Non è un caso che in questo scenario politico-sociale sia sparita una prospettiva, come quella della terza via, che aveva raccolto adesioni formali (e scarse applicazioni pratiche) nella seconda metà del secolo scorso, soprattutto sotto la spinta dell’allora Premier laburista inglese Tony Blair. La terza via era un’espressione efficace per indicare una politica che riuscisse a cogliere il meglio, abolendo nello stesso tempo i risvolti negativi, sia dell’economia di mercato di impronta liberale, sia del socialismo di derivazione marxista. L’ipotesi è rimasta un monumento alle buone intenzioni per una ragione principale: non esiste un punto di incontro tra due politiche che si muovono su strade completamente diverse. Il socialismo concepisce la società con un ruolo centrale e propulsivo dello Stato, mentre il liberalismo parte dal basso ponendo al centro la libertà delle persone sulla base di iniziative e proprietà private.
Ma resta intatta l’esigenza di superare i limiti del liberalismo, soprattutto nella dimensione dell’equità e dell’uguaglianza, e le distorsioni del socialismo, soprattutto per contrastare il dominio di una politica che diventa sovranità burocratica. Ecco allora avanzare l’indicazione di una vera e concreta terza via, un percorso che ha alla sua base il principio di sussidiarietà e che si muove spezzando le catena di Stato e Mercato valorizzando al massimo la logica dei beni comuni. È la riflessione che viene condotta da Johnny Dotti e Andrea Rapaccini, due imprenditori con una forte esperienza nel campo dell’economia sociale e “generativa”, nel libro “L’Italia di tutti, per una nuova politica dei beni comuni” (Ed.

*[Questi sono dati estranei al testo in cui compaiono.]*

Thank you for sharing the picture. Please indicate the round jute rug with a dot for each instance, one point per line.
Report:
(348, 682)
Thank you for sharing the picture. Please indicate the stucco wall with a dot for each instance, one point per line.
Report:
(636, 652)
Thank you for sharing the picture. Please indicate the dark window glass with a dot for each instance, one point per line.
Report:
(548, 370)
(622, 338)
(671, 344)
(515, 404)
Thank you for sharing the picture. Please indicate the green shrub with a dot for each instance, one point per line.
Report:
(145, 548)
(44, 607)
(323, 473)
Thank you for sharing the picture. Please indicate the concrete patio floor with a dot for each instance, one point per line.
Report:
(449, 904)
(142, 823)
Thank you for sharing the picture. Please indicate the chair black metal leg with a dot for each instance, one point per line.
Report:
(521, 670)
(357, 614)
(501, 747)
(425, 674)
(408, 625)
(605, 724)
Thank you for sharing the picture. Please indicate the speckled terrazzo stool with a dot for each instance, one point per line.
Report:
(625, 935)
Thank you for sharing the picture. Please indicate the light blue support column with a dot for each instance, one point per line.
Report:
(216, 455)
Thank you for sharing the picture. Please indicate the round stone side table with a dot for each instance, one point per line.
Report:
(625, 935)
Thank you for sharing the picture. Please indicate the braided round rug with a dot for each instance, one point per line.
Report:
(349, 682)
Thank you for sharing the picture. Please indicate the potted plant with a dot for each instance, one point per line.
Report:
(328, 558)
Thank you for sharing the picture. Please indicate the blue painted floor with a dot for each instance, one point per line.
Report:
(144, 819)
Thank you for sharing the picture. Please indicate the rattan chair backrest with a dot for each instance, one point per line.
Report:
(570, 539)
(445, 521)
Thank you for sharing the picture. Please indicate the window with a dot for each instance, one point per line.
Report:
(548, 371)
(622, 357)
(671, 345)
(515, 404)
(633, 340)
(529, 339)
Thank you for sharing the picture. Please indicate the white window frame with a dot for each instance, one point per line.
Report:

Vita e pensiero, pagg. 158, € 14).
Un libro che si muove in un contesto italiano nell’ottica del premio Nobel dell’economia di dieci anni fa, Elinor Ostrom, un’economista americana che ha avuto il merito di portare alla ribalta non solo le caratteristiche, ma anche le necessità di governance, di regole, di controlli che possano sviluppare la fruibilità collettiva di risorse limitate: dall’acqua ai boschi, dal paesaggio alla cultura.
Nella convinzione che esistono le persone, le comunità, le istituzioni, in un’interazione continua che parte dall’antropologia e arriva alla definizione di una struttura giuridica dinamica ed essenziale. “Una terra tutta da disegnare” spiega Francesco Gaeta nell’introduzione di un libro che non vuole presentare delle ricette, ma solo indicare un cammino alternativo agli schematismi di un’economia razionale e astratta e di una società che ha nella carenza di partecipazione uno dei suoi talloni d’Achille più pericolosi.
La sfida, spiegano Dotti e Rapaccini, è quella di spingere, anche e soprattutto culturalmente, per una politica “che apra a modelli e soluzioni nuove in grado di allineare gli interessi dello Stato e del Mercato con quelli dei cittadini: si tratta di modulare strategie in campo sociale, economico e politico basate su di una nuova linfa di pensiero, su un nuovo modello culturale”. Sì, culturale. Perché alla base c’è la visione che ogni persona, ogni cittadino, ogni elettore potrebbe avere di una società in cui si è protagonisti: perché i beni di tutti non sono genericamente beni pubblici, ma sono di ciascuno. Con libertà e responsabilità.